A few more males are born than females. The sex ratio at birth sits near 105 male births per 100 female births. This ratio is steady and does not vary much by place or year. Every cohort-component method rests on it. The model works out total births first, then splits them by sex using this ratio.

Mortality by sex

Mortality rates differ by sex and age. At most ages, males have higher mortality rates than females. The gap is largest in young adult and late working ages. At very old ages there is a crossover: more females than males are still alive, even though more males were born in each cohort. Because the death pattern differs, life tables are built by sex. Place Forecast uses one life table for females and one for males.

Fertility by sex and the two-sex problem

Fertility rates are worked out for females of child-bearing age. This is because births are most directly linked to the female population at risk. This setup is called female-dominant. Rates can also be calculated for males, but male-based and female-based results do not always line up. This difference is known as the two-sex problem. To avoid this problem, the ABS, Place Forecast, and most projection systems use female fertility rates only.

Migration by sex

Migration patterns differ by sex too.
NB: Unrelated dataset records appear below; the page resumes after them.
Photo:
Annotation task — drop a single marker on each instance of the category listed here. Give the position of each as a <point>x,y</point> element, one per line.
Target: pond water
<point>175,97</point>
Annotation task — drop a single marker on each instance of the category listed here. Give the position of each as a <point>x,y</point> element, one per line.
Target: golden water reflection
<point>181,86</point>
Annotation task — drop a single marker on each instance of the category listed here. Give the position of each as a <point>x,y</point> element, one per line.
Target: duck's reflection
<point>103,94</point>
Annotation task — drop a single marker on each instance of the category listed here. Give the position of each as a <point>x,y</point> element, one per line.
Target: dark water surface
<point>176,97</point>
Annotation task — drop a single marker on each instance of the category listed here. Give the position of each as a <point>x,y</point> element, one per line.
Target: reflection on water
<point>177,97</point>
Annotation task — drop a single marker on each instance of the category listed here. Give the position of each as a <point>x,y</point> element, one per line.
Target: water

Student flows skew one way at some ages, work visas another, and partnering moves another again. Past waves of Australian migration were often male-heavy, such as the post-war work programs. Projections split migration by sex and age.

Sex and gender

Sex and gender are not the same. Sex is recorded at birth and in the Census. Gender is a personal identity and may or may not match it. A person's reported sex can change over time. It may differ from the sex recorded at birth. The ABS set a new standard in 2020 that treats them as two separate items. The 2021 Census asked sex, with a write-in for those outside female or male. A gender question is planned for the 2026 Census. Place Forecast is binary because its ABS inputs are binary, not by choice.

Sources

Relevance to Place Forecast

Place Forecast splits every count and rate by female and male. This matches every ABS input we use. Fertility rates apply to females of child-bearing age only, in line with the female-dominant answer to the two-sex problem. Mortality rates use sex-specific life tables. Migration flows are split by sex and age. The sex ratio at birth sets how projected births are split into female and male. Female is listed before male in every table, chart, and filter.